The listing, The Delta (2001) has ended.
DVD in Like New condition in case.
Review by Peter Stack in the San Francisco Chronicle:
THE DELTA: Drama. Starring Shayne Gray, Thang Chan. Directed by Ira Sachs. (Not rated. 85 minutes.)
Nobody will walk away from "The Delta" without feeling troubled. This moody film, set in muggy Memphis, exudes a dangerous veracity that's both exciting and poisonous.
Writer-director Ira Sachs peels back layers that movies hardly ever visit. "The Delta" is steeped in a sense of privacy. Characters seem unguarded, like subjects in a hidden-camera documentary. They escape their world of bleary boredom in the lurid and the forbidden.

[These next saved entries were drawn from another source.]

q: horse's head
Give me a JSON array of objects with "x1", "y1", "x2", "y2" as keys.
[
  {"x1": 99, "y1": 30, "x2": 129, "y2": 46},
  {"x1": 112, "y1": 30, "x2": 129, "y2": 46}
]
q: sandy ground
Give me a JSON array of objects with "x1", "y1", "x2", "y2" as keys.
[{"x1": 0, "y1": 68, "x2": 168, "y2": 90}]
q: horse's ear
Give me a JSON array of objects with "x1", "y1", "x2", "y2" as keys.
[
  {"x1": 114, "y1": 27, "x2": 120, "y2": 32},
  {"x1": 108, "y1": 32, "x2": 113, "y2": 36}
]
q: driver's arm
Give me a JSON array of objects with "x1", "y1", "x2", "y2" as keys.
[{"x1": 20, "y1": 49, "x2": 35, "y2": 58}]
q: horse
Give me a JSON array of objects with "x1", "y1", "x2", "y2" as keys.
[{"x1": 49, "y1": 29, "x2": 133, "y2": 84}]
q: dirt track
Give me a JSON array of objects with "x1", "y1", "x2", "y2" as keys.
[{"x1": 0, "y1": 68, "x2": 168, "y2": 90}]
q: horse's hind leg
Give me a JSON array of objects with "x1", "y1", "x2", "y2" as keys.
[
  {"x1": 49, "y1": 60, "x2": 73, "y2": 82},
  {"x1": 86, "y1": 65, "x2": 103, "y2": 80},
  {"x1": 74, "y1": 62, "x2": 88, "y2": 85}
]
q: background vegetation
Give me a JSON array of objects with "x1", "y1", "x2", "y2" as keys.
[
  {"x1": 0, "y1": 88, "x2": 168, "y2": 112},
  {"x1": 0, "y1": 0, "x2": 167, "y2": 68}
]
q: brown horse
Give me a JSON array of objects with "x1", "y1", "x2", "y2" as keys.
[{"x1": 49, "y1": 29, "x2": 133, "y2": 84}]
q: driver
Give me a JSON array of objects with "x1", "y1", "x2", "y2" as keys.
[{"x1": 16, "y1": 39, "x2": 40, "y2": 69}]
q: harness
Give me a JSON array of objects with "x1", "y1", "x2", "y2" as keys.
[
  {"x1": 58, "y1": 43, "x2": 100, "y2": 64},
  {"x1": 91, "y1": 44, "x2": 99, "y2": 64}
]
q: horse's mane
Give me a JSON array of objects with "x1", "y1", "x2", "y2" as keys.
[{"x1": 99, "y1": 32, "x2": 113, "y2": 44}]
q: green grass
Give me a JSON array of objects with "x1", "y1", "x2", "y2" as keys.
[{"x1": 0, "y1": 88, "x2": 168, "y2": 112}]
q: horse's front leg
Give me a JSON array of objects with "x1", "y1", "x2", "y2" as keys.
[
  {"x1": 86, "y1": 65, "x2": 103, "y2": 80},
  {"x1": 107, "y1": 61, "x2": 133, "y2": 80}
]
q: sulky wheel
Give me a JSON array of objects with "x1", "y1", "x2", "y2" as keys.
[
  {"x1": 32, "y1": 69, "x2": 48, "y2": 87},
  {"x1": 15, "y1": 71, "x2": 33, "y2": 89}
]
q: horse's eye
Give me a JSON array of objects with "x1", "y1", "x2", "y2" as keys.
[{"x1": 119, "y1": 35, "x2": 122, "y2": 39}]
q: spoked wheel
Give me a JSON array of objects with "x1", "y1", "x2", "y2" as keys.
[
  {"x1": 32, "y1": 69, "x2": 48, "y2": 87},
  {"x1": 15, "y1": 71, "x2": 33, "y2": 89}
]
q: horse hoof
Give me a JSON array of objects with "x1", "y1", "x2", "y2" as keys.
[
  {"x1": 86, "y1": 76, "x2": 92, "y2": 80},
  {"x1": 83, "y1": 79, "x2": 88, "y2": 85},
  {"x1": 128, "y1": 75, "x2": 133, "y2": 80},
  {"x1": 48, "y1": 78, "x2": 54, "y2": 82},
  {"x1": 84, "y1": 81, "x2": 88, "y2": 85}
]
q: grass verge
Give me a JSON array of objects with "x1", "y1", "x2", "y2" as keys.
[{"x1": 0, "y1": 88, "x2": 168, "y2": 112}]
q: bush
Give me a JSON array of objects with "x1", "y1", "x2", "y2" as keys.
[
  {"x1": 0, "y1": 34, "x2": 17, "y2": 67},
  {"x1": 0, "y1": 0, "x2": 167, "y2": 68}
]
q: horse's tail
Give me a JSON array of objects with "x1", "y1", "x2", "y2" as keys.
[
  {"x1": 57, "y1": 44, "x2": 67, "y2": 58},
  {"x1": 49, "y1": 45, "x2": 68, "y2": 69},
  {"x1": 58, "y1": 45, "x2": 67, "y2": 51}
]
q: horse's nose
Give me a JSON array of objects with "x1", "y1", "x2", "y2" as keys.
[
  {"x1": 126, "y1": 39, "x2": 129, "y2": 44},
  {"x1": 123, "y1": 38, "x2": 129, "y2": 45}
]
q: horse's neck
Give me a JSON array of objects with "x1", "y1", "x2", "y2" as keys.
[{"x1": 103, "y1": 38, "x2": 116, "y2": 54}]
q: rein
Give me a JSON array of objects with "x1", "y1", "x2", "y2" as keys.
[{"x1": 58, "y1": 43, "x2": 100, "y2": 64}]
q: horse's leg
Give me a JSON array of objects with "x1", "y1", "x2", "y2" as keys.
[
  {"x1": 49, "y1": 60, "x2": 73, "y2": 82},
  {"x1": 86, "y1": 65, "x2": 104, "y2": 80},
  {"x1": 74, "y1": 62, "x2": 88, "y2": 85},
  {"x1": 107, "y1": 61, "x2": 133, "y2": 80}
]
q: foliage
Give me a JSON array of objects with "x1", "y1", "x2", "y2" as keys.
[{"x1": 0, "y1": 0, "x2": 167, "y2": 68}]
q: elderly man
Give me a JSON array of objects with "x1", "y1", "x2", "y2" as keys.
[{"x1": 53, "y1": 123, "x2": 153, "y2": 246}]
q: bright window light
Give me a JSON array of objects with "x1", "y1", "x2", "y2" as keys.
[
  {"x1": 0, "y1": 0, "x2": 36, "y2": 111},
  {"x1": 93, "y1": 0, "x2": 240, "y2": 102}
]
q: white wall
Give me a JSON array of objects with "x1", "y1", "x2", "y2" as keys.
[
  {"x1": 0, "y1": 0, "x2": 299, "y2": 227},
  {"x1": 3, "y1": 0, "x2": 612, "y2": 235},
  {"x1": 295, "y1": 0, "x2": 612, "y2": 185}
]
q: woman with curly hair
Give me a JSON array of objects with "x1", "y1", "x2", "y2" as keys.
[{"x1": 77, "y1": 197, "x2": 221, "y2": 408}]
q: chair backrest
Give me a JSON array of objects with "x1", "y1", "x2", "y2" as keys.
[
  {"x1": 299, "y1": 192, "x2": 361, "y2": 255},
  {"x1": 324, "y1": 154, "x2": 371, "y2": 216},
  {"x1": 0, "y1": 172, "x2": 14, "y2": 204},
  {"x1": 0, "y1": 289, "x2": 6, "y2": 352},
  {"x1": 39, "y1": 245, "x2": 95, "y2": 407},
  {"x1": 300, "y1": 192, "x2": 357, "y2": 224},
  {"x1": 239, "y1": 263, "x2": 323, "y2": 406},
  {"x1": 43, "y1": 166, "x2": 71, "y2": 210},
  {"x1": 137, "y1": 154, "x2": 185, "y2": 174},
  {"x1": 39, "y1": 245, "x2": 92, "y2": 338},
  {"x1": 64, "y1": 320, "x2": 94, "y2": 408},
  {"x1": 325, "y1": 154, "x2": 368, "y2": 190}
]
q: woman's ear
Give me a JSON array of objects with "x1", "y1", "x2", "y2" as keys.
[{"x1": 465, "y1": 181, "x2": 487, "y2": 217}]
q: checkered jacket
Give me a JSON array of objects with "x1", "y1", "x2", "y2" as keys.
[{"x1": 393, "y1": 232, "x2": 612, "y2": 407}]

"The Delta" focuses on a well-off white 17-year-old boy whose surface straightness is a mask for a restless infatuation with men in a world of gay cruising and peep-show sex. After the easygoing Lincoln Bloom (Shayne Gray) meets a poor Vietnamese immigrant, Minh (Thang Chan), son of a black GI, at an all-night movie house, they take a playful, spur-of-the-moment trip down the Mississippi in Lincoln's father's cabin cruiser. But the adventure of sunny discovery and romance only traps them in a cruel revelation of how mismatched they are. Different classes, different ethnicities, different in their rage at the world. Their impossible love, with playful moments such as a swim at an isolated riverbank mud hole, is a poignantly twisted take on "Huckleberry Finn." Ultimately, the impossibility of their lives has tragic consequences.